Save every penny you work for
A lot of times, being a nomad means living with the uncertainty when money will hit the bank again. So when you’re working an anti-sabbatical job, make sure to stash away as much extra money as you can. Figure out how much you need to live on and the rest goes into savings. Even in the preparation phase to becoming a nomad, you will have to stock up on funds before taking off, so that’s good practice – get used to it! I don’t mind saving instead of spending, as I know that my benefits are long-term and come with awesome places, interesting people and new experiences.
Get used to financial insecurity and job uncertainty
A nomad keeps moving. So you’re not going to keep a ‘nomadic job’ for long, that would be a against the point of being a nomad! In all honesty, I have never maintained a steady job. The sole intention for the jobs I ever took was to fund my nomadic life, another trip, another flight. Before taking on a job, I always knew it was going to be a short-term solution for a limited period of time and quitting day loomed from day one. No extras. It means that job hunts become a rather frequent hobby. Not saving money for your pension or whatever life investment could be an issue for some folks. It’s a risk you take as a nomad. Or you’re responsible enough and make arrangements for that. Your call.
Focus on travelling and living in developing countries
Western money goes a lot further in countries like Indonesia or Honduras than, say, in Finland or Australia. I can easily live on $500 in Asia, but trying to do the same in Europe or North America would be a big challenge. This means that you can stretch out the non-working phases if you chose the right countries.
The Freest Nomad is the Digital Nomad
The optimal nomadic situation is being a digital nomad. It means being location independent with the way you make a living by working over the Internet.

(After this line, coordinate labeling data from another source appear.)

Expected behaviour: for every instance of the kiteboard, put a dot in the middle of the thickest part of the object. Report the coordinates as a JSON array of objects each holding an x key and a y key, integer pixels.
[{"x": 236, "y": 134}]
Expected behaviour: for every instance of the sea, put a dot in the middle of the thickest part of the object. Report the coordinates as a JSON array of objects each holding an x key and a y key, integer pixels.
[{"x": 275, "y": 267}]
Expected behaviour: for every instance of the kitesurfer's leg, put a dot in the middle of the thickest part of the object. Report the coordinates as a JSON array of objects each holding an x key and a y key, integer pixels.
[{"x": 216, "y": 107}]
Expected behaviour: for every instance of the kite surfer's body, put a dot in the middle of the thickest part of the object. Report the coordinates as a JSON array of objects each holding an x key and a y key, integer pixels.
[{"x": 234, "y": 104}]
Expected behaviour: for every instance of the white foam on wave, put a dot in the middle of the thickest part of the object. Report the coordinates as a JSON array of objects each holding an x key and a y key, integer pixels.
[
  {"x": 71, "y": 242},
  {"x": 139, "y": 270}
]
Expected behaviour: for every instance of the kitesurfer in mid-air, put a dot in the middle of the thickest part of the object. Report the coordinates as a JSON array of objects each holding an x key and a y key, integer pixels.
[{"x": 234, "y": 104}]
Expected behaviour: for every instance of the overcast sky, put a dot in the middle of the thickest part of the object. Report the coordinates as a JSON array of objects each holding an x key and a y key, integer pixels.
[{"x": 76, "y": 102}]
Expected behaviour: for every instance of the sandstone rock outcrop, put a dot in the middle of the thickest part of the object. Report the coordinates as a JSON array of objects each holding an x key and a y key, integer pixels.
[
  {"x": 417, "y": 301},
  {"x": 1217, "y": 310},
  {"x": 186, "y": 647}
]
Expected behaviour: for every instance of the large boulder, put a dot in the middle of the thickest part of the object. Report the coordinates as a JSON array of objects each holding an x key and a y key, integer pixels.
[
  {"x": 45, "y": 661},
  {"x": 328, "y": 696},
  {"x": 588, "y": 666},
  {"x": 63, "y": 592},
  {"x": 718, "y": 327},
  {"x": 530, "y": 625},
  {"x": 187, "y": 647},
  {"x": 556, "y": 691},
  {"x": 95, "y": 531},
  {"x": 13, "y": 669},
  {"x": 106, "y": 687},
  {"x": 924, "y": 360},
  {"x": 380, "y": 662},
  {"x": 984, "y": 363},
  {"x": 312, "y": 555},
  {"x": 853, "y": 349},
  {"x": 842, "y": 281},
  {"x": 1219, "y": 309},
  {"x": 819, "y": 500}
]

It enables you to kick those shit-kicking jobs and it might eventually even let you take your standard of living up a notch. In order to be elegible for this sort of money making option, a few skills can be of advantage: web or graphic design, programming, online writer… Check out this list for 50 different ways to make a living online. As a digital nomad you work from around the world.
(This is my next step starting in a few weeks.)
As Seth Godin would say now: “Instead of wondering when your next vacation is, maybe you ought to set up a life you don’t need to escape from.” The nomad life is high on the list from the ones you might never ever want to escape from. It gets addictive.